110. The adoption of conservation tillage practices in Oklahoma: findings from a producer survey.

• Authors:
  • Edwards, J.
  • Godsey, C.
  • Vitale, J. D.
  • Taylor, R.
• Source: Journal of Soil and Water Conservation
• Volume: 66
• Issue: 4
• Year: 2011
• Summary: Conservation tillage had initial roots in the Great Plains, but the current adoption of conservation tillage, especially no-till, lags behind in the rest of the United States. This paper documents the results of a recent survey of Oklahoma producers, which was conducted to assess the current status of conservation tillage in the state. Based on responses from 1,703 producers, econometric analysis was conducted to identify factors explaining the observed use of conservation tillage practices in Oklahoma. The survey found that conventional tillage remains the most common tillage practice among Oklahoma producers. According to the survey, conventional tillage is used on 43.2% of the state's total acreage, conservation tillage on 26.7% of the total acreage, and reduced tillage on the remaining 30.1% of the crop acreage. A Tobit model was developed to explain patterns of tillage use based on producer characteristics and their perceptions on how conservation tillage performs relative to conventional tillage according to various economic and agronomic factors.
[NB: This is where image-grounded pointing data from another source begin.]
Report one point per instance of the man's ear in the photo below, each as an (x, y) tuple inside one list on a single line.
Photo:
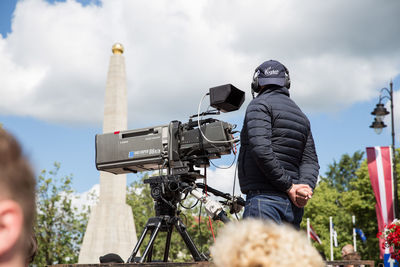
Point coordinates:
[(11, 225)]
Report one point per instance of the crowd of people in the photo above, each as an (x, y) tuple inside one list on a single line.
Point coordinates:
[(17, 205)]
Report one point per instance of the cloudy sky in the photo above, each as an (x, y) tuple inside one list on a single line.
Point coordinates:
[(54, 58)]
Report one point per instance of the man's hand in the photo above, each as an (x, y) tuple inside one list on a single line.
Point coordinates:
[(299, 194)]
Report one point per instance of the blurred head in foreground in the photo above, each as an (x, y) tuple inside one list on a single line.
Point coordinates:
[(256, 243), (17, 203)]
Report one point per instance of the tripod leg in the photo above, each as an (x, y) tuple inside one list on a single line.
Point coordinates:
[(151, 241), (197, 256), (138, 244), (168, 243)]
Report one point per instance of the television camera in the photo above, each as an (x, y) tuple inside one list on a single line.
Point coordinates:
[(179, 148)]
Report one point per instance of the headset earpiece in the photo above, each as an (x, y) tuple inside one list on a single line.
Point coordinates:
[(287, 78), (255, 87)]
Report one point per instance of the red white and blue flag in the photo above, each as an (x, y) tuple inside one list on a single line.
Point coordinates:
[(314, 235), (381, 176)]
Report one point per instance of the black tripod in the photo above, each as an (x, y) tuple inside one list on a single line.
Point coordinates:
[(166, 192)]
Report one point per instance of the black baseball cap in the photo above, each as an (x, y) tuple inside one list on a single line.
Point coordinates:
[(271, 72)]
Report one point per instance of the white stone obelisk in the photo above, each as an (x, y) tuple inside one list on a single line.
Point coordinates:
[(111, 228)]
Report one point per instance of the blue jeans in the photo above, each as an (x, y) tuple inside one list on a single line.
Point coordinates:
[(277, 208)]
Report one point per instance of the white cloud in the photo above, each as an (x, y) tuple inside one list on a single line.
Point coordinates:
[(222, 179), (86, 199), (54, 63)]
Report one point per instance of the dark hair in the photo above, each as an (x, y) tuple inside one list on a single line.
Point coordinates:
[(17, 181), (32, 248)]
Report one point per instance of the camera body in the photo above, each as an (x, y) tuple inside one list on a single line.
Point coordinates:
[(177, 146)]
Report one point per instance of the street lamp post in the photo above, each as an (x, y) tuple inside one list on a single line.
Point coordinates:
[(380, 112)]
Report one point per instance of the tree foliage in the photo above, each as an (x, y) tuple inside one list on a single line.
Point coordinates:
[(59, 226), (139, 198), (345, 191)]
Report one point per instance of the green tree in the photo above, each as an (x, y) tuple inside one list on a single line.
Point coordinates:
[(59, 226), (345, 191), (341, 173), (139, 198)]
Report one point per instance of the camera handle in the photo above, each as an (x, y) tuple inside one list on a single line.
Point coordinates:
[(213, 208)]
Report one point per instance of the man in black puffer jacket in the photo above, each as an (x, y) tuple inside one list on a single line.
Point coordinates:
[(278, 165)]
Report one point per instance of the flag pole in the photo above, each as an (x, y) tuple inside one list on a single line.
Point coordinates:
[(331, 235), (308, 230), (354, 232)]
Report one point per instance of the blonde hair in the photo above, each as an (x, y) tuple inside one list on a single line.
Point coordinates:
[(256, 243)]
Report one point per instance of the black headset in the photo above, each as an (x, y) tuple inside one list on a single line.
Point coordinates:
[(255, 86)]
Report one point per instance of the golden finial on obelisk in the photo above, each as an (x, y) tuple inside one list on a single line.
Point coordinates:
[(118, 49)]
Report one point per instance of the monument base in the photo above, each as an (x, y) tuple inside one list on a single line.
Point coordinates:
[(110, 230)]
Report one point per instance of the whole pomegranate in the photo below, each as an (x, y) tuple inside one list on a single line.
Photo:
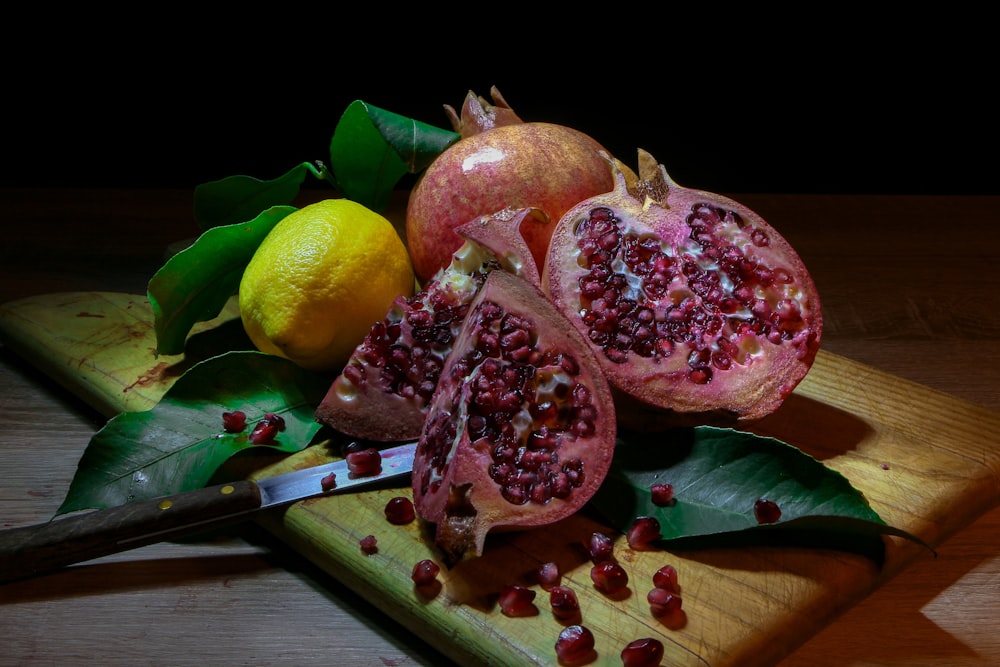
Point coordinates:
[(383, 392), (698, 310), (521, 429), (500, 161)]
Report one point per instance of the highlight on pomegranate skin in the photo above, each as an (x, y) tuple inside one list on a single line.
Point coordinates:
[(698, 310)]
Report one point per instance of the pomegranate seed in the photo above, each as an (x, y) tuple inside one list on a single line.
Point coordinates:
[(548, 575), (575, 645), (666, 578), (609, 577), (234, 422), (517, 601), (369, 545), (365, 462), (329, 482), (766, 511), (399, 510), (425, 572), (275, 419), (600, 548), (643, 531), (565, 605), (662, 494), (264, 432), (647, 652), (663, 602)]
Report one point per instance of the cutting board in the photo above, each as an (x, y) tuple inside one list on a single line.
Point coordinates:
[(928, 463)]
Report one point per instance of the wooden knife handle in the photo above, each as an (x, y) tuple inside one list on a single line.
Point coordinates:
[(33, 550)]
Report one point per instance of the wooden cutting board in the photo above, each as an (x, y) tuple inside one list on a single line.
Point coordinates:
[(928, 463)]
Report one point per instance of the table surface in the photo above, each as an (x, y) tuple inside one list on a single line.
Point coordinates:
[(909, 286)]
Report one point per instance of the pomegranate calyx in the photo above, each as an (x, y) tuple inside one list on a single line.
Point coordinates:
[(479, 115)]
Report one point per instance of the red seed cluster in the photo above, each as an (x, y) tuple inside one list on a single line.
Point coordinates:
[(267, 429)]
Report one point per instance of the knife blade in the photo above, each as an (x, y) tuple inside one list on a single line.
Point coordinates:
[(28, 551)]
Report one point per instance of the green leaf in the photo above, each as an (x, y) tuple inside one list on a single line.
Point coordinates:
[(718, 474), (180, 444), (236, 199), (372, 149), (194, 285)]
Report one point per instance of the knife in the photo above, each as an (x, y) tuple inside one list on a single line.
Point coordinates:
[(32, 550)]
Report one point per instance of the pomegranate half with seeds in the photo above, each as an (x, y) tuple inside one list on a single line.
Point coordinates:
[(521, 429), (383, 392), (698, 310)]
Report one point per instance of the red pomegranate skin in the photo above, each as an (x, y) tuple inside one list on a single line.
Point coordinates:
[(533, 164)]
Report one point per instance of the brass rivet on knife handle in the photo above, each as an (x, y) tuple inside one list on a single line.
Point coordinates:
[(32, 550)]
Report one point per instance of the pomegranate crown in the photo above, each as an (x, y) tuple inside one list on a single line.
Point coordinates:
[(479, 115)]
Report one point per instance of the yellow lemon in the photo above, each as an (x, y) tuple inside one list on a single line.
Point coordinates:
[(320, 279)]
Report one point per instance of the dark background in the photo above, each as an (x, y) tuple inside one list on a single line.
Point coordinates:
[(841, 105)]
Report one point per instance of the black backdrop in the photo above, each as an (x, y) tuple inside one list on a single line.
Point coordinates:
[(879, 110)]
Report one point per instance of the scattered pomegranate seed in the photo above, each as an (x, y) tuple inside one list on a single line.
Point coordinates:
[(425, 572), (575, 645), (662, 494), (666, 578), (329, 482), (369, 545), (766, 511), (275, 419), (548, 575), (517, 601), (263, 433), (565, 605), (234, 422), (399, 510), (365, 462), (600, 548), (643, 531), (609, 577), (267, 429), (647, 652), (663, 602)]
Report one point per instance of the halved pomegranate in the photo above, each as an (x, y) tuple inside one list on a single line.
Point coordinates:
[(522, 427), (699, 311), (383, 391)]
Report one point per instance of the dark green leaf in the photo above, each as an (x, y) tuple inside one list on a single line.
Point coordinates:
[(194, 285), (718, 475), (180, 444), (372, 149), (236, 199)]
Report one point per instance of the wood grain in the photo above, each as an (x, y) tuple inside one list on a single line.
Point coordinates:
[(905, 300)]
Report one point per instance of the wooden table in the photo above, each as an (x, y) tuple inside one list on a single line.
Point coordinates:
[(909, 286)]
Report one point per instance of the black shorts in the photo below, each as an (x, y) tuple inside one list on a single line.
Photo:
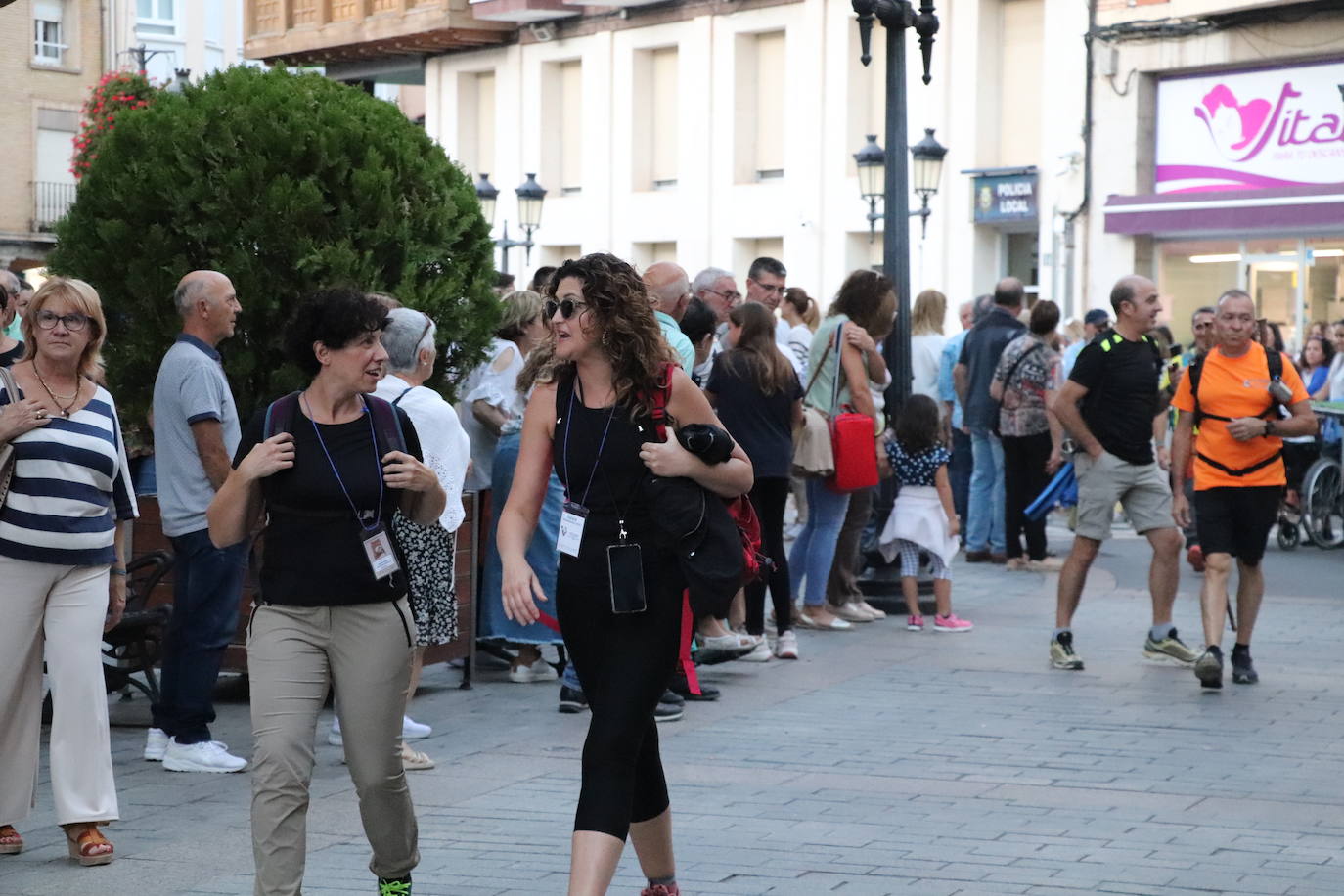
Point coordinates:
[(1236, 520)]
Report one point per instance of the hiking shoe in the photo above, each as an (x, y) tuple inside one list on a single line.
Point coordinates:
[(1062, 653), (157, 744), (207, 755), (571, 700), (1243, 672), (668, 712), (1170, 648), (1208, 668), (394, 885), (952, 622)]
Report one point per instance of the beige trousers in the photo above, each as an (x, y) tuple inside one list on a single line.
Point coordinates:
[(294, 654), (56, 612)]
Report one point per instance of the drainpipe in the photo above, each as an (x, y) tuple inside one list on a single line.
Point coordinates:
[(1070, 218)]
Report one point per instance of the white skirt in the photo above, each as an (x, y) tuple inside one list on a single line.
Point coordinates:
[(918, 517)]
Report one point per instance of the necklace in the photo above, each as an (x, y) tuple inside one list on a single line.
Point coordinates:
[(65, 409)]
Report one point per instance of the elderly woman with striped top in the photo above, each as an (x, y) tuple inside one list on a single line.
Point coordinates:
[(64, 567)]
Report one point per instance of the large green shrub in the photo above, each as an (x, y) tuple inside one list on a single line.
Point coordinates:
[(285, 183)]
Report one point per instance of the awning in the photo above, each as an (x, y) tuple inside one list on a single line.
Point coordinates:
[(1240, 211)]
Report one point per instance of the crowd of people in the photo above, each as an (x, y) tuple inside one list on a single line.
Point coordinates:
[(614, 414)]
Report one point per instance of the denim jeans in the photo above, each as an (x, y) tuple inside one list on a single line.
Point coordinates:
[(985, 511), (207, 583), (815, 551)]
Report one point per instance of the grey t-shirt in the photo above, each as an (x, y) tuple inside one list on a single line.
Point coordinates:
[(190, 387)]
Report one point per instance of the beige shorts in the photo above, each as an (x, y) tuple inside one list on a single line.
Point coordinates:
[(1142, 490)]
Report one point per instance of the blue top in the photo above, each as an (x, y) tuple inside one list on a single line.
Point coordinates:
[(919, 468), (70, 485), (946, 385)]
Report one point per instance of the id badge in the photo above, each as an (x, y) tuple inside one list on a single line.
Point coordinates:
[(625, 568), (378, 548), (571, 528)]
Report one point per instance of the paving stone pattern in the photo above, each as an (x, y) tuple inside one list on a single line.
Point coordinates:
[(883, 762)]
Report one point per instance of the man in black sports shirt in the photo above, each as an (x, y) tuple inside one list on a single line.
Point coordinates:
[(1116, 379)]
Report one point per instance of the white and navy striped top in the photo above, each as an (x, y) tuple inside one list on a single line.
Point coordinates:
[(70, 485)]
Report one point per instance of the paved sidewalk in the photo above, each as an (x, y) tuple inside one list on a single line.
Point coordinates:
[(883, 762)]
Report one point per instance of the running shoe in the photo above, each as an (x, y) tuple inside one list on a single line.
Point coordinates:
[(1170, 648), (394, 885), (1062, 653), (1208, 668), (952, 622), (571, 700), (1243, 670)]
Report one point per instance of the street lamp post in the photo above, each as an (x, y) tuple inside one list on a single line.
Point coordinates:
[(895, 17), (530, 197)]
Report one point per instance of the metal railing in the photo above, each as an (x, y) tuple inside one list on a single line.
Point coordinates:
[(50, 203)]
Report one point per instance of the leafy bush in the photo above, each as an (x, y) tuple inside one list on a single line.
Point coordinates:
[(285, 183)]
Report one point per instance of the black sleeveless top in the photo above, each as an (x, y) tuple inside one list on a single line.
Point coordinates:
[(614, 467)]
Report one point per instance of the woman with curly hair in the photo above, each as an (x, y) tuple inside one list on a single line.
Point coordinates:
[(590, 418), (333, 611)]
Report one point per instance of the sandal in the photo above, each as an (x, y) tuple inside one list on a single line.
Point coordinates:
[(89, 846), (414, 759)]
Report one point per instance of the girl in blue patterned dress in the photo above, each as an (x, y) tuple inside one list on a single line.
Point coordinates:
[(923, 517)]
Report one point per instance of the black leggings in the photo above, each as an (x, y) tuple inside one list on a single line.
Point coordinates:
[(768, 497), (624, 662)]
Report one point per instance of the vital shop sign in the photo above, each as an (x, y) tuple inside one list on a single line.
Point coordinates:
[(1003, 199)]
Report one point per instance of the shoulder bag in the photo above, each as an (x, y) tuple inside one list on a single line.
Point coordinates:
[(812, 450), (852, 441)]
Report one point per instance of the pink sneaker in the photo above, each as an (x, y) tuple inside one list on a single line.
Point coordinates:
[(952, 623)]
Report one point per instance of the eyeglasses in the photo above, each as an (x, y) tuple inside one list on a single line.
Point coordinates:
[(564, 308), (74, 321)]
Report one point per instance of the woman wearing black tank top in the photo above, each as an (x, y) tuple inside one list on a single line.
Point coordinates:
[(590, 418)]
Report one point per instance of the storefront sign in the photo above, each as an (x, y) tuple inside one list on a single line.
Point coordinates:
[(1261, 129), (1002, 199)]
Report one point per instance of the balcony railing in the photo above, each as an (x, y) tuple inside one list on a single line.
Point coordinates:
[(50, 203)]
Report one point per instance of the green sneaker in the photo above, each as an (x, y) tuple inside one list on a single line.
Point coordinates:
[(1170, 648), (1062, 653)]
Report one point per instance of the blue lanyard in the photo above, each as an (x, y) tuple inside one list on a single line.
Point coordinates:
[(378, 465), (566, 449)]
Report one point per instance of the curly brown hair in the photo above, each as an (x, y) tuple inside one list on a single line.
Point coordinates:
[(631, 336)]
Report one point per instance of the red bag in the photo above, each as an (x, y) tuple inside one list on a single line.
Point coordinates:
[(852, 438), (855, 449)]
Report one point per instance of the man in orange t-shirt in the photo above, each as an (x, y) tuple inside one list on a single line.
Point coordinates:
[(1238, 471)]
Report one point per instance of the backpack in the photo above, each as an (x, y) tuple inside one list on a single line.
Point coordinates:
[(1275, 362)]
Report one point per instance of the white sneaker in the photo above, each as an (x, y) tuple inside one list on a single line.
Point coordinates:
[(207, 755), (761, 653), (539, 670), (157, 741), (413, 730)]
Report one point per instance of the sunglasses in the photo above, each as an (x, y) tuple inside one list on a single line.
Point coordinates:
[(564, 308)]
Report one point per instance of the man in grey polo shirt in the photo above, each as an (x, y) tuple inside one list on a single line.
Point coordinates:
[(195, 435)]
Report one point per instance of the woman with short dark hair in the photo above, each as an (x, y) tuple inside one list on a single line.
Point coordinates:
[(1024, 383), (327, 469)]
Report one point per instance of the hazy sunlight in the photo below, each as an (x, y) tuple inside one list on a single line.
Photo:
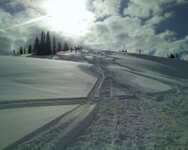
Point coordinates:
[(69, 16)]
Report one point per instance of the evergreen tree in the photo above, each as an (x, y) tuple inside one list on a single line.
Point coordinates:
[(29, 49), (14, 52), (36, 47), (48, 49), (24, 51), (54, 45), (59, 48), (21, 50), (42, 47), (66, 47)]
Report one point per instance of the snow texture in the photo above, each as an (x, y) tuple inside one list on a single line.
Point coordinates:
[(30, 78), (18, 122)]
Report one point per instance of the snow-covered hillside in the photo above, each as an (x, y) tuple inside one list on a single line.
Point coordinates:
[(138, 101), (30, 78)]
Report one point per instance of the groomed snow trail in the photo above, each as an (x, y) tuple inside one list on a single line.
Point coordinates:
[(59, 132), (133, 116), (126, 112)]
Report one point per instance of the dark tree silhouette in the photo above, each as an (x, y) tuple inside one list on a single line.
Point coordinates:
[(42, 47), (36, 46), (59, 48), (54, 45), (47, 48), (66, 47), (14, 52), (21, 51), (24, 51), (29, 49)]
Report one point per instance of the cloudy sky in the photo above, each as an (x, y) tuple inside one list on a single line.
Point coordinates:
[(157, 27)]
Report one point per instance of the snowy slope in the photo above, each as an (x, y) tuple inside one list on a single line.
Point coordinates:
[(143, 104), (18, 122), (30, 78)]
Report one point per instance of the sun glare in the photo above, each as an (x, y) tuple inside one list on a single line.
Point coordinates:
[(69, 16)]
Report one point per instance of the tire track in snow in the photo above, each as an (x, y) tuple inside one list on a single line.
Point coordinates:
[(58, 133)]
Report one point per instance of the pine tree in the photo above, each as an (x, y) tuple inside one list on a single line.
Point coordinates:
[(24, 51), (66, 47), (21, 50), (42, 47), (14, 52), (48, 49), (54, 45), (30, 49), (59, 48), (36, 47)]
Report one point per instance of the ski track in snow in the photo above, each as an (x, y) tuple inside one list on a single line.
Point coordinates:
[(125, 118)]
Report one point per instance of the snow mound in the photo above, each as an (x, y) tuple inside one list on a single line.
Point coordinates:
[(18, 122), (31, 78)]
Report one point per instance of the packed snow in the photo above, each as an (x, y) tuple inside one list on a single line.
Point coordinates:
[(138, 101), (18, 122), (31, 78)]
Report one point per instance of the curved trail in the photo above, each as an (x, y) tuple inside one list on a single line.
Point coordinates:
[(135, 119), (132, 119)]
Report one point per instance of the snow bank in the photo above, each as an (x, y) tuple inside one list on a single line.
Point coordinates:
[(18, 122), (32, 78), (154, 65)]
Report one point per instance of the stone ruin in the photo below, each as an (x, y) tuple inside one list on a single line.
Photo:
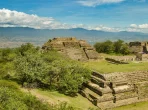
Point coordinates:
[(140, 49), (116, 89), (73, 48)]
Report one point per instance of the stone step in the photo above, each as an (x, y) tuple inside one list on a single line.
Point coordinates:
[(99, 75), (124, 88), (98, 81), (97, 89), (125, 95), (111, 104), (97, 98)]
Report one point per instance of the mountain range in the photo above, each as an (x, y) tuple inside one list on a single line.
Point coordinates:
[(15, 36)]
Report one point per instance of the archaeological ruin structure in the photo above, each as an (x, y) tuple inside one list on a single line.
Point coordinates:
[(73, 48), (116, 89), (140, 49)]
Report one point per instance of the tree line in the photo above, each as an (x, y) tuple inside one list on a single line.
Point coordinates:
[(109, 47), (32, 67)]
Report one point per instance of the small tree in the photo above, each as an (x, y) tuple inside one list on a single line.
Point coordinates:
[(30, 68)]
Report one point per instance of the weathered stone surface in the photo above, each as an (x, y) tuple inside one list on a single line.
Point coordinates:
[(117, 89), (73, 48), (138, 47)]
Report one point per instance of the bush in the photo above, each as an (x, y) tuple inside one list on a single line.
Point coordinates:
[(11, 98), (109, 47)]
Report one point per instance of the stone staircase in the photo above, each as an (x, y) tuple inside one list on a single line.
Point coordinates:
[(109, 91)]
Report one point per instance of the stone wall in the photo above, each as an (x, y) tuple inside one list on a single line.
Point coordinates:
[(118, 89), (72, 48)]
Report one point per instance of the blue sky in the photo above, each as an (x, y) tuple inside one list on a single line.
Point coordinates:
[(109, 15)]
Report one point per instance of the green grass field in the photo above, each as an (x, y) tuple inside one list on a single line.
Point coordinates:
[(137, 106), (106, 67), (79, 101), (55, 98)]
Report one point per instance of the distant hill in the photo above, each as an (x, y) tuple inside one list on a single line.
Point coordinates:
[(17, 35)]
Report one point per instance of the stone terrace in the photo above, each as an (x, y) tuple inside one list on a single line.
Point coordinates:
[(116, 89)]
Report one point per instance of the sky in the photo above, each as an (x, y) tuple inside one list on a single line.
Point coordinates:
[(106, 15)]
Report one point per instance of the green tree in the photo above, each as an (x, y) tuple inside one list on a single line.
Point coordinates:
[(30, 68), (104, 47), (118, 46)]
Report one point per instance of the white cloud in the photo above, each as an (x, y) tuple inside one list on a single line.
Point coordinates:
[(141, 26), (10, 18), (133, 26), (138, 28), (93, 3), (14, 18)]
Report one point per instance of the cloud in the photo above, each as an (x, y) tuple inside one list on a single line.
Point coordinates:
[(14, 18), (10, 18), (138, 28), (141, 26), (93, 3)]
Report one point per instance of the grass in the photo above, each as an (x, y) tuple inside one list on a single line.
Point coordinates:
[(54, 97), (106, 67), (79, 101), (137, 106)]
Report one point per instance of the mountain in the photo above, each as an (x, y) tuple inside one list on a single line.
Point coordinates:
[(17, 35)]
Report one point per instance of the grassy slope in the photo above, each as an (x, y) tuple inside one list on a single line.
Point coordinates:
[(137, 106), (55, 98), (105, 67), (79, 101)]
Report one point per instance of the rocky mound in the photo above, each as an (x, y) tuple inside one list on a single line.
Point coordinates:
[(73, 48)]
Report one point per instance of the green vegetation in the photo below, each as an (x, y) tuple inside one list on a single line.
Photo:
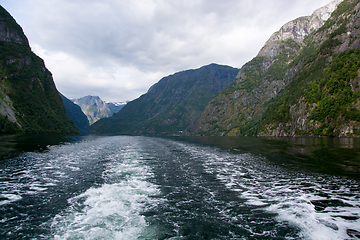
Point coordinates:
[(170, 105), (30, 87), (321, 86), (333, 93)]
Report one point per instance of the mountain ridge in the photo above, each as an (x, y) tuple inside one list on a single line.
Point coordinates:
[(94, 108), (254, 104), (29, 100), (169, 105)]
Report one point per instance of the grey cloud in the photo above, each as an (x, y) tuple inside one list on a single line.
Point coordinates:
[(149, 39)]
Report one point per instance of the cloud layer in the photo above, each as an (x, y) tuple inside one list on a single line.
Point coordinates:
[(117, 49)]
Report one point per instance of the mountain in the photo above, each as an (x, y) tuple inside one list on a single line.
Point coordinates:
[(76, 115), (304, 81), (170, 105), (95, 108), (29, 100)]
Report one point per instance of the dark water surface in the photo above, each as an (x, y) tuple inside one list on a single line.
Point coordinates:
[(123, 187)]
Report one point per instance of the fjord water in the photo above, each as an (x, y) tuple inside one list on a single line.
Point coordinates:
[(125, 187)]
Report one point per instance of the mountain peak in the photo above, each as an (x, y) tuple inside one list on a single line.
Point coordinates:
[(298, 29)]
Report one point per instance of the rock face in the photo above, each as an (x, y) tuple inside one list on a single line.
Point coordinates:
[(170, 105), (29, 100), (76, 115), (95, 109), (298, 29), (302, 82)]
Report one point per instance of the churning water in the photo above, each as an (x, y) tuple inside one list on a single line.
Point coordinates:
[(161, 188)]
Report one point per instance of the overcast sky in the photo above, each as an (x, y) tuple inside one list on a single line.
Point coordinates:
[(117, 49)]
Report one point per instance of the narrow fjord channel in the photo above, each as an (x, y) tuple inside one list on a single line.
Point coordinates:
[(126, 187)]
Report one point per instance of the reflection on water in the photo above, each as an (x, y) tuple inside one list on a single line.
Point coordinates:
[(12, 144), (334, 156)]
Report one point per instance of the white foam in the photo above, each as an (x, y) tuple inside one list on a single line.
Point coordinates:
[(9, 198), (112, 211), (289, 194)]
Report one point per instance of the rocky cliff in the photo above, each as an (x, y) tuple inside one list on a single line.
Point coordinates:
[(95, 108), (303, 82), (76, 115), (170, 105), (29, 100)]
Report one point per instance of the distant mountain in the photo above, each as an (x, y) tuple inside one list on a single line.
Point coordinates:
[(95, 108), (29, 100), (304, 81), (170, 105), (76, 115)]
The Tobit model identified operator age, farm size, crop rotation, knowledge, and erosion control as highly significant factors explaining the observed use of conservation tillage. The model results also identified potential constraints to conservation tillage adoption and use in the Southern Plains, suggesting that the unique needs of mixed crop-livestock farming systems, and the dominant winter wheat ( Triticum aestivum L.) monoculture, hinder further diffusion of conservation tillage. Future policy should consider addressing the needs of Oklahoma producers, particularly crop producers heavily engaged in livestock activities, as well as finding viable rotation crops to provide alternatives for the winter wheat monoculture.